How the Lifetime ISA (LISA) could help you buy that first home
From an absolute return viewpoint, the best investment vehicle is without doubt, an employer-funded workplace pension.
Employers must contribute at least 3% of an employee’s salary, with the total minimum contribution (made up of employer and employee contributions) being 8%. For an employee contributing 5% of their salary, the result is that the employer is effectively boosting their pension pot by another 60%.
he downside is that withdrawals from private pensions can’t be made until 55 years of age and are subject to taxation. Equally, the self-employed and lower earners may not have the benefit of employer contributions.
The Lifetime ISA (LISA) is the next best option
Open to those aged between 18 and 40, the LISA allows us to save and invest up to £4k a year, tax-free, until the age of 50 (meaning we can contribute up to £128k). But the best bit about the LISA is that the government add to this with a 25% bonus every year. This means that if we pay the maximum of £4k a year into a LISA, we get an additional £1k bonus.
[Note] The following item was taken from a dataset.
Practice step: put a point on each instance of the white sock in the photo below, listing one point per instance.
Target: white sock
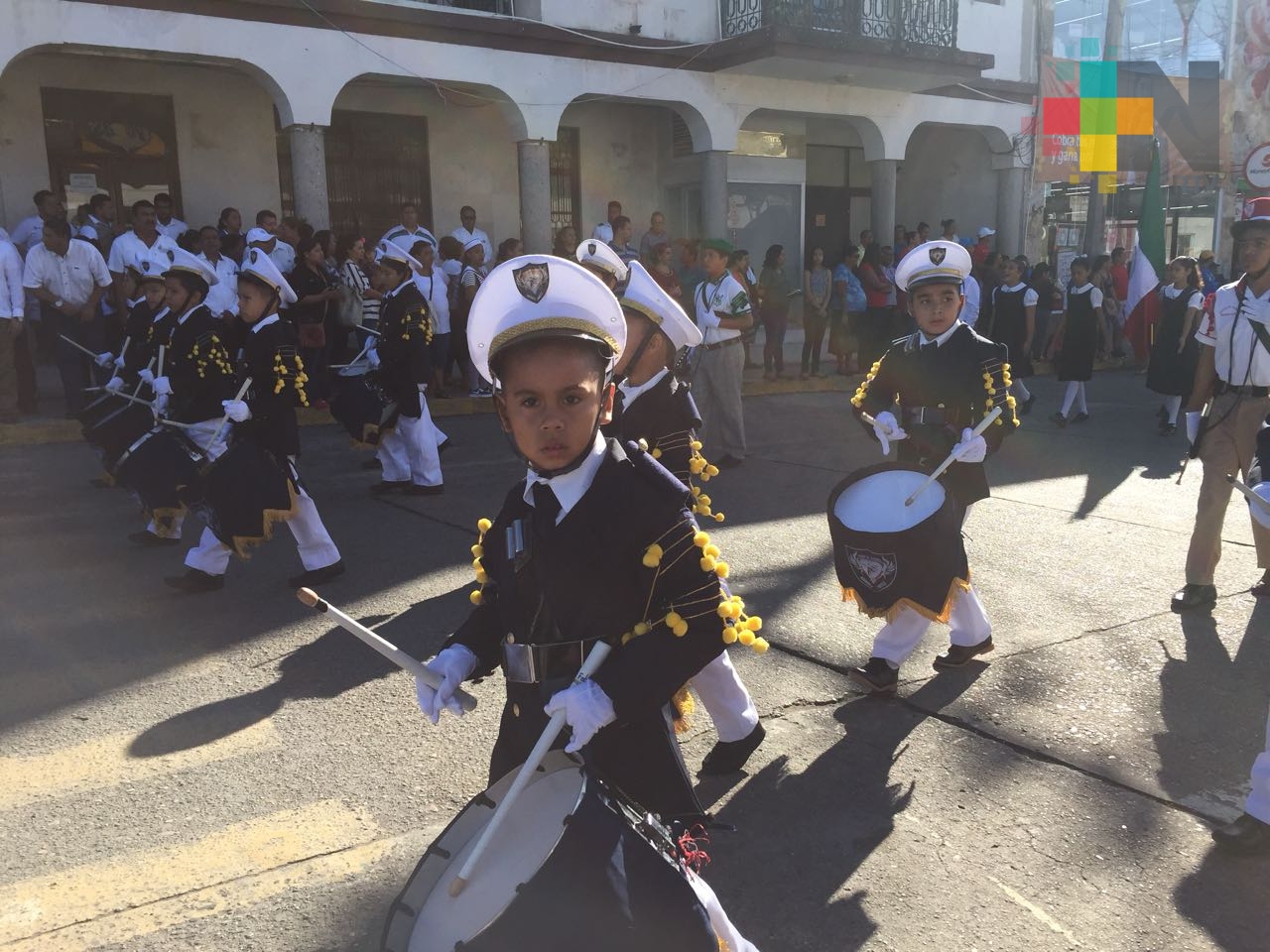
(1072, 386)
There are some restrictions, though. Funds can only be withdrawn to buy a first home, or when we are 60 years old. So, the LISA is only appropriate for those looking to get onto the property ladder, or those wishing to save for retirement.
Nevertheless, apart from employer pension contributions, there is no other investment or savings scheme that comes even close to this. In the investment world, a 25% risk-free return is simply unheard of and almost too good to be true.
Over the full life of a LISA, the government would contribute a maximum of £32k (£1k a year for 32 years). For those saving for a first home and maxing out the £4k contribution limit, the government would have provided an extra £5k after 5 years – which is certainly not to be sniffed at.
The table below, however, shows that the true benefit from the bonus is realised when the funds are invested into the stock market, and allowed to compound at a higher rate (in this case at 5% after inflation).
Value of £4,000 invested annually (£s)
When invested into the stock market, that £128k of maximum contributions comes close to £400k after 32 years (i.e., at 50 years old), representing an impressive gain of over 200%. Meanwhile, those saving for a first property would have £29k after five years, from just £20k of contributions. By combining two separate LISAs, couples can benefit even further, potentially doubling their bonus.
But it’s not just first-time buyers that benefit. I think it’s also a very good option for anyone that doesn’t have a company pension.
For those that are saving to get onto the property ladder and those that do not have an employer-funded workplace pension, I would recommend sticking to FTSE 100 mega-caps and the big dividend payers in particular, like IAG and Lloyds. These blue-chip household names are generally the safest stocks to own, and so are perfect for those that are investing with a clear goal in mind.
For investors that are looking for higher returns and don’t mind taking on a bit more risk, I’d recommend looking at growth stocks, which could exponentially increase in value. The only thing left to do is pick what stocks to invest in, and that’s the fun part!